A notary public is an appointed position by the Secretary of State’s office in a given state. Like many public officials, the State requires that the person get a notary bond before getting their appointment. This bond “makes sure” that if the notary violates the public trust through negligence of their responsibilities, finances are available to indemnify the State for its loss.
The main responsibility of a notary public is to validate that the individual parties to a contract are who they claim to be. The State may experience a loss if the notary public forgets to properly ensure the identity of each party.
As a public official, the notary public violates the public good by failing in their duty to verify identity. If a New Jersey notary public doesn’t verify identity and a loss occurs, an injured party can file a claim against that State for its loss, because the State was negligent through its appointed notary.
A surety bond is a promise to pay to the obligee (the State) if losses occur for a penalty amount of the bond. Notary Public bonds are often issued by a surety company (typically an insurance company). The bond generally runs concurrently with the term of a notary’s commission.

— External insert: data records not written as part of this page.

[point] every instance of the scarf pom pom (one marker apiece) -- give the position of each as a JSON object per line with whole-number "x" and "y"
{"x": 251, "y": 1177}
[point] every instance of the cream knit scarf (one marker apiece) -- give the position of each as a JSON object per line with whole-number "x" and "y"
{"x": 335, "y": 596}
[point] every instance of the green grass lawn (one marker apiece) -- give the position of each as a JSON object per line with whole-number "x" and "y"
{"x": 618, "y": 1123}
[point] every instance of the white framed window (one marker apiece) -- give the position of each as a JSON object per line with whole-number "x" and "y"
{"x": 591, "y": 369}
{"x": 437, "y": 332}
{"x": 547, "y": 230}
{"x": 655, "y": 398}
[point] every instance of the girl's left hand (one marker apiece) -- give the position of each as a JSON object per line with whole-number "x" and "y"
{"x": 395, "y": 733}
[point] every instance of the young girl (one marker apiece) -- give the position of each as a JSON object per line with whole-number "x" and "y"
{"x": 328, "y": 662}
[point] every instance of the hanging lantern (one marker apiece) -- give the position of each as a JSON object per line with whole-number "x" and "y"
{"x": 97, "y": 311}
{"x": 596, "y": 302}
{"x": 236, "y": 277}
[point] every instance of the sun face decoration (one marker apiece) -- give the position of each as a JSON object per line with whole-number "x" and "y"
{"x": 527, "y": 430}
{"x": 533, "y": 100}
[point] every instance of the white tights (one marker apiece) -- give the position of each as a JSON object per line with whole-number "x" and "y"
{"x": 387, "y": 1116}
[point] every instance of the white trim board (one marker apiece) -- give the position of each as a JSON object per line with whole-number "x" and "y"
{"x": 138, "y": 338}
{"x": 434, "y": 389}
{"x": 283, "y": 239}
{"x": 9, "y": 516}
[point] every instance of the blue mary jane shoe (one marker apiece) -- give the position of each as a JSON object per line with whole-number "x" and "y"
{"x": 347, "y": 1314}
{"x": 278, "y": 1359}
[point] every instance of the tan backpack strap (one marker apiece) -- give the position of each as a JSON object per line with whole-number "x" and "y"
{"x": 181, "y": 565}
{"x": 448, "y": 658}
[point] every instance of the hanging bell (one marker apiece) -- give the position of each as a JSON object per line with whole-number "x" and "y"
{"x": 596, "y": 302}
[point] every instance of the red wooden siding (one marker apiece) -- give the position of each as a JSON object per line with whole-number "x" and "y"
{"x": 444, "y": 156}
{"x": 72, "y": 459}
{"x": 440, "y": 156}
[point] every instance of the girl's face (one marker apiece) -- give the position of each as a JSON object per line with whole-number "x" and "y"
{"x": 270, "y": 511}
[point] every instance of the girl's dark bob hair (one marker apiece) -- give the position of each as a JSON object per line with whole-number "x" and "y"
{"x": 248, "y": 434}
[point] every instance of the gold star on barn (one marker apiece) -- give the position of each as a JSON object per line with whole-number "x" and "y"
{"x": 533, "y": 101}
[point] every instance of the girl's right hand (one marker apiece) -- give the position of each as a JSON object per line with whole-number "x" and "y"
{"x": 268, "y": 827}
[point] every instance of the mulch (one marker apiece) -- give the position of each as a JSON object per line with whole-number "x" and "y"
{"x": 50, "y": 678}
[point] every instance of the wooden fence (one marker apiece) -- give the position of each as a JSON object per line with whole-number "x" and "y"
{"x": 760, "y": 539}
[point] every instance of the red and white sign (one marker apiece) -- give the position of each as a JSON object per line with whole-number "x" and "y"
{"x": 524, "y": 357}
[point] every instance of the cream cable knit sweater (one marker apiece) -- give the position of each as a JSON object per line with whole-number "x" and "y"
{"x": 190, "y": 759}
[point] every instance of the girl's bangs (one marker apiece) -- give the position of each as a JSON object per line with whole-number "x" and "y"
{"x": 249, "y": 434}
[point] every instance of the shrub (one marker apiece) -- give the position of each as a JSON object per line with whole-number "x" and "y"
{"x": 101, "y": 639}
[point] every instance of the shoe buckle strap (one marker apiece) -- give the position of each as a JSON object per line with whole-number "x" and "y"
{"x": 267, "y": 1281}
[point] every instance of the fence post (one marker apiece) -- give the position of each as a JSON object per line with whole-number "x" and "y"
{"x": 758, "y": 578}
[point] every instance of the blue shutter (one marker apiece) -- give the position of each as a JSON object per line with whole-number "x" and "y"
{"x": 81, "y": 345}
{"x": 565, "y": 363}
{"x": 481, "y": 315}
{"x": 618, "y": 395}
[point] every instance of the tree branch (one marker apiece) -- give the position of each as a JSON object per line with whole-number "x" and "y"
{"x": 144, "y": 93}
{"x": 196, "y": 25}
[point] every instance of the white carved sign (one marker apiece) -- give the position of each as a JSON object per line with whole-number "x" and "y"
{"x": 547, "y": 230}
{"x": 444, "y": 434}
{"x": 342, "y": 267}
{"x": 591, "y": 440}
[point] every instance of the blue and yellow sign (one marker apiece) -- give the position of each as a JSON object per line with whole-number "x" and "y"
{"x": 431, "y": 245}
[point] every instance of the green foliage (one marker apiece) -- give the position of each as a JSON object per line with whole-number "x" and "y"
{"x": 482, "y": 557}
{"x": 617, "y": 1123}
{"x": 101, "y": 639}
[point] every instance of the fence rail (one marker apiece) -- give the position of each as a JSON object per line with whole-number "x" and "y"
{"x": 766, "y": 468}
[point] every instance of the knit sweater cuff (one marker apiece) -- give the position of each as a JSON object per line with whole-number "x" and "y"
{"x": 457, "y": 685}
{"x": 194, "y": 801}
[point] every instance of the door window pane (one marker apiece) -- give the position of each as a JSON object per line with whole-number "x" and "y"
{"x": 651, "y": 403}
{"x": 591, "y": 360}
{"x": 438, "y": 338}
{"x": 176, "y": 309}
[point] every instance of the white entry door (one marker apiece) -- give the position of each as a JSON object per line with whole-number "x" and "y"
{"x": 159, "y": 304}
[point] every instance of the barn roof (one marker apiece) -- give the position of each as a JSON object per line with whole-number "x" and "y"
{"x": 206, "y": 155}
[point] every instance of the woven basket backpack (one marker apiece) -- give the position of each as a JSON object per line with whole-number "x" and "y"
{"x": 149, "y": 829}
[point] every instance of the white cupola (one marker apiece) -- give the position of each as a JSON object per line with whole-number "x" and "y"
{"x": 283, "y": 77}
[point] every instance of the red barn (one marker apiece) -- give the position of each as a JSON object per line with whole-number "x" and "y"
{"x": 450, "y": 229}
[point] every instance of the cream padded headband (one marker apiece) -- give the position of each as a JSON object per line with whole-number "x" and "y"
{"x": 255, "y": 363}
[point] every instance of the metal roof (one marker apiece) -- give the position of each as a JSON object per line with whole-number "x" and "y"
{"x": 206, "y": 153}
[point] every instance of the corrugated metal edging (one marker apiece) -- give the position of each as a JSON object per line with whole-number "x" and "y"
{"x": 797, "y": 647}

You’re probably familiar with a car insurance policy. When a person has a auto insurance in Fort Wayne loss, the insurance carrier pays the loss and writes off the loss. You aren’t forced to pay back the carrier for the claim. Unlike an auto insurance policy however, a notary bond is simply a promise that the finances will be available when losses occur. The surety (insurance carrier) pays the State up to the limit of the bond. However, this claim paid by the carrier is not simply written off. The carrier will most likely seek reimbursement from the bonded person, the notary themself.
A notary bond protects the public. Who protects the notary? Insurance coverage is available to provide this protection – it’s called Notary Errors and Omissions and may also be purchased for a nominal fee from insurance carriers.